Да, остаются книги и мосты,
машины и художников холсты,
да, многому остаться суждено,
но что-то ведь уходит все равно!
Таков закон безжалостной игры.
Не люди умирают, а миры.
Людей мы помним, грешных и земных.
А что мы знали, в сущности, о них?
Что знаем мы про братьев, про друзей,
что знаем о единственной своей?
И про отца родного своего
мы, зная все, не знаем ничего.
Уходят люди… Их не возвратить.
Их тайные миры не возродить.
И каждый раз мне хочется опять
от этой невозвратности кричать.

1961

Евгений Евтушенко. Стихотворения.

Серия «Самые мои стихи».

Москва: Слово, 1999.

Маша

Вдоль моря быстро девочка проходит,
бледнея, розовея и дичась.
В ней все восходит… Что с ней происходит?
В ней возникает женщина сейчас.
Она у моря тапочки снимает,
вступает, словно в музыку, в него,
и все она на свете понимает,
хотя не понимает ничего.
Рассудок трезвый, безрассудства масса,
взгляд из-под чуткой челки через всех
и снова вниз… Все это вместе Маша —
серьезный большеглазый человек.
И у меня пересыхает нёбо,
когда, забыв про чей-то взрослый суд,
мальчишеские тоненькие ноги
ее ко мне беспомощно несут.
Я надеваю трубчатую маску.
Плывет и Маша где-то надо мной.
Я сквозь стекло ищу глазами Машу
среди цветов и крабов, как хмельной.
И вижу я в зеленой толще светлой
над бурою подводною грядой —
колышутся, как беленькие стебли,
мальчишеские ноги под водой.
И я плыву, плыву в подводных чащах,
плыву я, воду ластами кроя,
и я несчастлив от того, что счастлив,
и снова счастлив, что несчастлив я.
Что мне сказать?

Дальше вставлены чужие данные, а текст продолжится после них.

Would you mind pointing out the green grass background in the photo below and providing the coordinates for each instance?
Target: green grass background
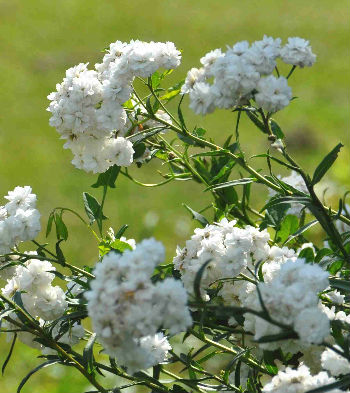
(40, 39)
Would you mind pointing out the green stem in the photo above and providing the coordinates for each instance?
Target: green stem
(291, 72)
(239, 160)
(248, 361)
(38, 331)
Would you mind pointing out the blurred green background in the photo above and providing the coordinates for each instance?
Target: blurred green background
(40, 39)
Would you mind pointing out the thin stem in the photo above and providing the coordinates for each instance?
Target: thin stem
(239, 160)
(80, 218)
(248, 361)
(177, 378)
(326, 221)
(126, 174)
(291, 72)
(38, 331)
(41, 258)
(277, 71)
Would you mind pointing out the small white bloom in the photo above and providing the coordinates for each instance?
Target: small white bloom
(273, 94)
(298, 52)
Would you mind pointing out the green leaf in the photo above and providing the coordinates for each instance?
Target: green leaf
(59, 253)
(49, 224)
(301, 230)
(288, 226)
(198, 278)
(121, 231)
(156, 79)
(8, 357)
(149, 107)
(224, 172)
(108, 178)
(343, 383)
(180, 115)
(92, 208)
(340, 284)
(88, 354)
(277, 337)
(43, 365)
(211, 153)
(231, 183)
(197, 216)
(326, 163)
(61, 229)
(139, 149)
(276, 129)
(289, 200)
(256, 121)
(120, 246)
(308, 254)
(171, 94)
(274, 215)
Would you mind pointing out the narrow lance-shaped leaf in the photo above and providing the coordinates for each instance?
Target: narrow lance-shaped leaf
(88, 354)
(231, 183)
(43, 365)
(326, 163)
(8, 357)
(198, 278)
(301, 230)
(343, 383)
(108, 178)
(197, 216)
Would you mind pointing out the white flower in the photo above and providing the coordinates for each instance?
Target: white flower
(335, 297)
(298, 381)
(298, 52)
(296, 181)
(312, 325)
(201, 99)
(209, 59)
(71, 336)
(126, 307)
(231, 250)
(48, 304)
(273, 94)
(87, 107)
(291, 298)
(19, 219)
(34, 275)
(20, 198)
(97, 155)
(194, 75)
(262, 54)
(334, 363)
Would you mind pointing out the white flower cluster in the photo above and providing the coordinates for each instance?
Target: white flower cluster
(334, 363)
(298, 381)
(19, 218)
(40, 298)
(71, 337)
(244, 72)
(87, 108)
(289, 291)
(296, 181)
(291, 298)
(231, 251)
(127, 309)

Пусть не боится мама —
тебе не причиню я, Маша, зла.
Мне от тебя немного надо, Маша,
и очень много — чтобы ты была.
В раздумиях о вечности и смерти,
охваченный надеждой и тоской,
гляжу сквозь твое тоненькое сердце,
как сквозь прозрачный камушек морской.

1958

Евгений Евтушенко. Мое самое-самое.

Москва, Изд-во АО «ХГС» 1995.

Меняю славу на бесславье…

Меняю славу на бесславье,
ну, а в президиуме стул
на место теплое в канаве,
где хорошенько бы заснул.
Уж я бы выложил всю душу,
всю мою смертную тоску
вам, лопухи, в седые уши,
пока бы ерзал на боку.
И я проснулся бы, небритый,
средь вас, букашки-мураши,
ах, до чего ж незнаменитый —
ну хоть «Цыганочку» пляши.
Вдали бы кто-то рвался к власти,
держался кто-нибудь за власть,
и мне-то что до той напасти,—
мне из канавы не упасть.
И там в обнимку с псом лишайным
в такой приятельской пыли
я все лежал бы и лежал бы
на высшем уровне — земли.
И рядом плыли бы негрешно
босые девичьи ступни,
возы роняли бы небрежно
травинки бледные свои.
…Швырнет курильщик со скамейки
в канаву смятый коробок,
и мне углами губ с наклейки
печально улыбнется Блок.

1966

Евгений Евтушенко.

Ростов-на-Дону: Феникс, 1996.

Много слов говорил умудренных…

Много слов говорил умудренных,
много гладил тебя по плечу,
а ты плакала, словно ребенок,
что тебя полюбить не хочу.
И рванулась ты к ливню и к ветру,
как остаться тебя ни просил.
Черный зонт то тянул тебя кверху,
то, захлопавши, вбок относил.
И как будто оно опустело,
погруженное в забытье,
это детское тонкое тело,
это хрупкое тело твое.
И кричали вокруг водостоки,
словно криком кричал белый свет:
«Мы жестоки, жестоки, жестоки,
и за это пощады нам нет».
Все жестоко — и крыши, и стены,
и над городом неспроста
телевизорные антенны,
как распятия без Христа…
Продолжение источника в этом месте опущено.